What is it that makes an artist successful? Is it their craft or choice of subject? And can one or the other part of that equation decide their future success? Dryden’s professors all agreed that he was a brilliant artist, but only in technique. None of their other students grasped color and value and shading like he did. It was like he was born with a complete understanding of chiaroscuro. They’d put an apple in front of him, and he’d paint the apple so perfectly, that he planted seeds of doubt in their minds about their long-held post-modernist ideas about platonic ideals and hypostasis. But they also knew his paintings would never end up in a museum, because he didn’t have an eye for a subject. Given the option of a bowl of fruit, he’d pick the lease aesthetically appealing banana, bruised and misshapen.
Dryden looked down at his painting of the Hungarians. It was photographic in its flawlessness. He did it one attribute at a time, starting with an ear, and then blending it into the jawline and misshapen lips, wandering up to the left eye before following the thick unibrow over to the right eye, down to the swollen cheek and then to the awkward nose, jumping to the other ear and then the muddle of hair and rings of the neck in a grotesque patchwork of flesh, their jowls hung loosely on their chin bones, their ears flapped unflatteringly. All of it lovingly capture in exquisite brushwork. Don’t blame him, blame God. This, Dryden would argue, is exactly what they looked like. He painted people, not their vanity.
Unfortunately, beauty is in the eye of the beholder of the pocketbook. Beaufort he shook his head like a drunk shaking off a painful memory, the metal stairs clanging as he climbed back up to the bar.
He didn’t even look him in the eye, Dryden thought as he recovered the painting and slid it back into the locker. It’s always about the eyes. When you run into a stranger and you know instinctively you can trust them, be honest, it’s because of the eyes. When you see someone who reminds you of someone you used to know, it’s because of the eyes. When you want to let someone know something but don’t want to say anything, you use your eyes. They’re the windows to the soul, they’re the poker player’s tell, they’re the dead giveaway. His eyes burned on the edge of tears.

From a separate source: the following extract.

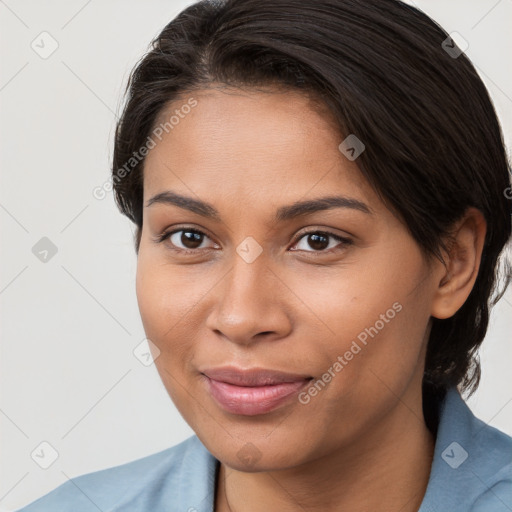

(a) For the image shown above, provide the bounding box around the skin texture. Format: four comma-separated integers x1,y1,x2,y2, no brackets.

Slowly he dragged his heavy feet up back up the metal stairs to the dining cabin. Through the windows he could see the clouds had cleared in the night sky. Passengers wandered out on the deck in the star spangled night, leaving the bar half empty. Beaufort stood at the bar, sipping a cocktail. Dryden slipped into a back table.
They say beautiful faces are all about symmetry. But if you have a perfectly symmetrical faces but crossed eyes, would you be considered beautiful? What if you had the most compelling blue eyes, like the Hungarian family? They were the color of the Caribbean on those impossible-to-find-but-in-a-magazine tropical beaches. Yes, they were totally off center, off kilter, off the grid of each other, and couched in an awkward pillow of flesh. It was disconcerting, but from the beginning he couldn’t look away because they were so blue, so hypnotic.
The door to the cabin slide open with a cold blast and the Hungarian family came in. Their faces blotchy, their eyes wild and wide and noticeably crossed, they spied Dryden smiled and waved. Dryden sheepishly smiled back.
Then he saw Beaufort, squeezing his drink until his knuckles paled. He stood straight up, suddenly looking as tall and elegant as his pedigree might suggest. The millionaire slammed the glass against the wood deck floor, his eyes as big as saucers. Dryden’s hands trembled. Beaufort tripped on a chair, tumbled over another into Dryden’s table, pressing the money against his dark coat.
“I see it! I see it! Paint me! Paint me! I’m a noble hill!”